Every extracted value in Talonic carries per-cell provenance — a record linking the value to its exact source region in the original document, with a confidence score and reasoning trace.

Provenance structure

Each cell in the extraction output includes a provenance object with the source page number, bounding box coordinates, the raw text extracted from that region, a confidence score between 0 and 1, and a reasoning trace explaining why the pipeline chose that value.

# Provenance object in extraction data response
{
  "field": "total_amount",
  "value": 1250.00,
  "provenance": {
    "page": 1,
    "bbox": [320, 450, 420, 470],
    "raw_text": "Total: EUR 1,250.00",
    "confidence": 0.97,
    "reasoning": "Matched 'Total' label adjacent to currency value"
  }
}

Confidence scores

Confidence scores range from 0.0 to 1.0. The confidence gate threshold (configurable per schema) determines whether a value is accepted or flagged for review. Values below the gate appear in the output with a flagged: true marker.
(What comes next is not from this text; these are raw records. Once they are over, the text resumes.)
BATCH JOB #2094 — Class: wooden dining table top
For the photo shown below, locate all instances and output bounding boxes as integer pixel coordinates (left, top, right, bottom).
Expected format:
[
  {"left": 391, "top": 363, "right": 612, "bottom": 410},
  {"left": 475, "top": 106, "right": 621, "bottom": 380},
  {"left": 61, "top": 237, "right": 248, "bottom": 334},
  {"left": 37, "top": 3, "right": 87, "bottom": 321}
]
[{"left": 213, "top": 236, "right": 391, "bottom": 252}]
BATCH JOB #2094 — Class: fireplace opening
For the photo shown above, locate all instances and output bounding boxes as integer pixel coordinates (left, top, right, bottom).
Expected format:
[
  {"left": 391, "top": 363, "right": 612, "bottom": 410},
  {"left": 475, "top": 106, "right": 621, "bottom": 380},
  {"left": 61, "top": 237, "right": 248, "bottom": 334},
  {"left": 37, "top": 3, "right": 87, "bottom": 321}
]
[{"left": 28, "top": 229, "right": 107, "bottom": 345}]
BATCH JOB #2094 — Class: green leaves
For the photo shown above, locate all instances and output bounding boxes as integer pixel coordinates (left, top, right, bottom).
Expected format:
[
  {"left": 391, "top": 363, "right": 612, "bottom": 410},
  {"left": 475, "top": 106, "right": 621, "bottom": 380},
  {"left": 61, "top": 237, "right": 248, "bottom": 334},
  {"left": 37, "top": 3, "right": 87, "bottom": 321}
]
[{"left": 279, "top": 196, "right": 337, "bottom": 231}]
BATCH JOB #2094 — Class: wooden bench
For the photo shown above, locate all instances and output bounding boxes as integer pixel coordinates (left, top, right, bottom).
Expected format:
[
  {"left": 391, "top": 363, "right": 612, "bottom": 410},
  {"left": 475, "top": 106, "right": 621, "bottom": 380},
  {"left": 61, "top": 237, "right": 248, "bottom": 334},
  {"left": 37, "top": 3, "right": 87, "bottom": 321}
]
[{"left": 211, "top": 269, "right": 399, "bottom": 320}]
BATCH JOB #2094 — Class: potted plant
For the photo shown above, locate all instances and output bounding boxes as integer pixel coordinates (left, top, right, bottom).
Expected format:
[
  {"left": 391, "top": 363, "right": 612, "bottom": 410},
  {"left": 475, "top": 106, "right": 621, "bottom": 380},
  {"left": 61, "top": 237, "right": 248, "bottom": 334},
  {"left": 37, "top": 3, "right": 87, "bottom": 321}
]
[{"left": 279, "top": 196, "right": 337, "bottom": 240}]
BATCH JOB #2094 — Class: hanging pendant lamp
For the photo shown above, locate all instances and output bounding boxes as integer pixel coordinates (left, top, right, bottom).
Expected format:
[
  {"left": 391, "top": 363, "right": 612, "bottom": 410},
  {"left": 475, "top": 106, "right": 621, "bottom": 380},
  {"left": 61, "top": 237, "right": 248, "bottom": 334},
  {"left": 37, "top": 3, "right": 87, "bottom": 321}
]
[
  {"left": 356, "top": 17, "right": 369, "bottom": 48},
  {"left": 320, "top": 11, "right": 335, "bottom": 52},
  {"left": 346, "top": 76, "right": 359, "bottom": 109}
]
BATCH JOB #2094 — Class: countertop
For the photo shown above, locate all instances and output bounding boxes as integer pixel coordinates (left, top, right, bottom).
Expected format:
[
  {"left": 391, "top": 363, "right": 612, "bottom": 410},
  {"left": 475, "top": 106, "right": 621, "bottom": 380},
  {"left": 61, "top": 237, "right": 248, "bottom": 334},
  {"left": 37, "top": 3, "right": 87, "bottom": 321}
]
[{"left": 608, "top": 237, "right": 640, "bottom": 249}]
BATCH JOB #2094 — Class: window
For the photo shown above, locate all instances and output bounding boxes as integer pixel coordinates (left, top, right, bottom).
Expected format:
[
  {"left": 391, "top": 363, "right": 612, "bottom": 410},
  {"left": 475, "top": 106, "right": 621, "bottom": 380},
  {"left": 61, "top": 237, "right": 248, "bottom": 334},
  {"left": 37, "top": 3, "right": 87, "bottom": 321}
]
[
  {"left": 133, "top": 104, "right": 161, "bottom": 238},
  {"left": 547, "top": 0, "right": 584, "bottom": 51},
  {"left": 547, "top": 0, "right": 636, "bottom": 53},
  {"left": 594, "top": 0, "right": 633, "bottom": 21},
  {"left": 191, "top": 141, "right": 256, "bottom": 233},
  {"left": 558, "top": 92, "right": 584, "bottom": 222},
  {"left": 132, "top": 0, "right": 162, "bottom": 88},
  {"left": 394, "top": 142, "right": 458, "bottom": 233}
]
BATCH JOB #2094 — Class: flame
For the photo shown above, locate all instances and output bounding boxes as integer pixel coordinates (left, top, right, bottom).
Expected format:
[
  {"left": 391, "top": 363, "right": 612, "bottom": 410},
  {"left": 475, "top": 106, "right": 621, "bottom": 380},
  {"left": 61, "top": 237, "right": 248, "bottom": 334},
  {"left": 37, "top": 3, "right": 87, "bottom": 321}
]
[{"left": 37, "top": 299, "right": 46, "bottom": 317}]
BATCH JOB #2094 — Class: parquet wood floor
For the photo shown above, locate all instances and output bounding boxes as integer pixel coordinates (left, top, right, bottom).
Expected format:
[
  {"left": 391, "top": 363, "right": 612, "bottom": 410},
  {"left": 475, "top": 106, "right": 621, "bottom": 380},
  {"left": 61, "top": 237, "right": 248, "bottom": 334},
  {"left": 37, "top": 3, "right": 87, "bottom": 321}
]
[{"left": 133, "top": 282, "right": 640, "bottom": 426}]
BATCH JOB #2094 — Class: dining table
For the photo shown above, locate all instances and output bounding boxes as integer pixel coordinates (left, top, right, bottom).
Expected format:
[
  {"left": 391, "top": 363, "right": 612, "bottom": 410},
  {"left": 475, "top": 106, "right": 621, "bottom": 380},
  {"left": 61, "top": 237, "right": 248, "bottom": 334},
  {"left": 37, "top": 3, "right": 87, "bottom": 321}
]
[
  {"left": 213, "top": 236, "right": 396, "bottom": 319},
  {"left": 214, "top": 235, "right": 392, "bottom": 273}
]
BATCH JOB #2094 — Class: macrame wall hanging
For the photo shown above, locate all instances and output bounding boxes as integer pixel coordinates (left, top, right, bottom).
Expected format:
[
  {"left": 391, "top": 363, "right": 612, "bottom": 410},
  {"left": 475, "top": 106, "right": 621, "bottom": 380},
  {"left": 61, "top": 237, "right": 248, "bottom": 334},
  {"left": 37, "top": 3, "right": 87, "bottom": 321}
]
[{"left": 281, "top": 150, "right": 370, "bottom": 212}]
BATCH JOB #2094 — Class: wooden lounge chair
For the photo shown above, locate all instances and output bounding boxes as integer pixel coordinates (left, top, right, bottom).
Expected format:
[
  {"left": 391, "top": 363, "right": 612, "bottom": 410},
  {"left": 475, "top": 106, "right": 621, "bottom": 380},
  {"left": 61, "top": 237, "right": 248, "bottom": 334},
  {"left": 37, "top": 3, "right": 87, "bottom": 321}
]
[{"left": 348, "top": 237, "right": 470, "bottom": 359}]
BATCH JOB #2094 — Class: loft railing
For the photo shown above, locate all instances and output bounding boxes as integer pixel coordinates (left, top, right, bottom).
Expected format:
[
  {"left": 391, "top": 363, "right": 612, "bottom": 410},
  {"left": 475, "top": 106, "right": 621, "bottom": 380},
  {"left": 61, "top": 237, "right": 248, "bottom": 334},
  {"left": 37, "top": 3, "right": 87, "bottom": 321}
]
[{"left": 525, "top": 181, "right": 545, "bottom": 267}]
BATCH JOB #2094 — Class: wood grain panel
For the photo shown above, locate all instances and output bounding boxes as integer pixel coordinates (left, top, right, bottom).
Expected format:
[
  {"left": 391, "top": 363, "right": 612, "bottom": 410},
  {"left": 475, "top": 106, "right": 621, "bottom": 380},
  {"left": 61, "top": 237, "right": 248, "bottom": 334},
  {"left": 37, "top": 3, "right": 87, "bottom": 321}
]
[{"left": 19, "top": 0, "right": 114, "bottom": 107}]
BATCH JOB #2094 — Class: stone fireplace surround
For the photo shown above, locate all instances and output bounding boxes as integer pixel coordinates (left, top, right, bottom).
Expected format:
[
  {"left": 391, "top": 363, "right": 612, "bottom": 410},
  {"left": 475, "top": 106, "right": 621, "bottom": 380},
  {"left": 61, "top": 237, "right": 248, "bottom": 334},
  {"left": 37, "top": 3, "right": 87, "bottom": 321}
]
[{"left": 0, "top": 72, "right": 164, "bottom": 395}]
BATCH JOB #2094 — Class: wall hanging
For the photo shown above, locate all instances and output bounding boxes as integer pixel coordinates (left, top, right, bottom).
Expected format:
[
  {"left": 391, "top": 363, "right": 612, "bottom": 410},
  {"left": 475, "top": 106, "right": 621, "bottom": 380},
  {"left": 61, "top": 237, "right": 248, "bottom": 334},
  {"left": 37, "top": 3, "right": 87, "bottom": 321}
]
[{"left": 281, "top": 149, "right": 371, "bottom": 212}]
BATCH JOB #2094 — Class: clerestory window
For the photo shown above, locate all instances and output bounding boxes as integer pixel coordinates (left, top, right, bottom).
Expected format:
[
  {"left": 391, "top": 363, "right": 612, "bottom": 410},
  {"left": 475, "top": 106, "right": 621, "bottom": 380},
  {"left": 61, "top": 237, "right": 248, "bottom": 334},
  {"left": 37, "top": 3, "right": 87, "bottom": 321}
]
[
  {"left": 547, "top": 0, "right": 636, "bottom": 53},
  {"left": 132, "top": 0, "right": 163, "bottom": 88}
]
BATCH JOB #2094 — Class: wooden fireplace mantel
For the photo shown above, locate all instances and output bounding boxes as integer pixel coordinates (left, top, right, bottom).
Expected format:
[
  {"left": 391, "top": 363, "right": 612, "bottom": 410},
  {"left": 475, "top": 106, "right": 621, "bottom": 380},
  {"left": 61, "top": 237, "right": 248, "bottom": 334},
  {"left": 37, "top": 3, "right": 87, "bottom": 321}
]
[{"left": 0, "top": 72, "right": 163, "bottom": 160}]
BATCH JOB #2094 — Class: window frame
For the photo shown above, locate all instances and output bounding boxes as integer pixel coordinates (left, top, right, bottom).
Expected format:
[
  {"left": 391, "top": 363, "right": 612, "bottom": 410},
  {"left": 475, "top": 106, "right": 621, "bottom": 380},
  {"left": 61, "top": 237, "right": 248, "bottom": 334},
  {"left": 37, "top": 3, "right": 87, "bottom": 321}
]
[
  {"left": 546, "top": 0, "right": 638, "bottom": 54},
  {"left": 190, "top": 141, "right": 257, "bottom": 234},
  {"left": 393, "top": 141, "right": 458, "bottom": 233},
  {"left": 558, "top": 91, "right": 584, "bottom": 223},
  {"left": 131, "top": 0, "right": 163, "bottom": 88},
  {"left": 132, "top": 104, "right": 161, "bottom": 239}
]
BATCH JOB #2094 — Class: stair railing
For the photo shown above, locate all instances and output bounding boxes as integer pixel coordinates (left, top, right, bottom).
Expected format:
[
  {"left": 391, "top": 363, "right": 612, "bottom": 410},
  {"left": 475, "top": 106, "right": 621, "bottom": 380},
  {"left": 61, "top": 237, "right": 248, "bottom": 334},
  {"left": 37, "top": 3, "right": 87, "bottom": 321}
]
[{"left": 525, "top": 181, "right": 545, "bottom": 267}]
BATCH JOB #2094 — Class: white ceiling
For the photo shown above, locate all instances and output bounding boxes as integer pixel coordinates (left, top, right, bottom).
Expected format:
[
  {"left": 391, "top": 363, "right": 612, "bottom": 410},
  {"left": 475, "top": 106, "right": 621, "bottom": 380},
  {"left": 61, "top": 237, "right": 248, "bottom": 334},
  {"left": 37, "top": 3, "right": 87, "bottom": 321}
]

See the extraction data endpoint for the full response format.

Reasoning traces

The reasoning trace is a human-readable explanation of the extraction logic. It records which phase of the four-phase pipeline produced the value, which Field Registry entry was matched, and any schema constraints that influenced the result.

Audit and compliance

Per-cell provenance supports DIN SPEC 91491 compliance requirements for traceable AI-assisted document processing. Every value can be traced back to its source region, enabling audit trails for regulated industries. Use the markdown endpoint to retrieve the source document with provenance annotations.

Correcting values

When a human corrects an extracted value via the corrections endpoint, the provenance is updated to record both the original extraction and the human override. This maintains a complete audit trail of how each value was produced and modified.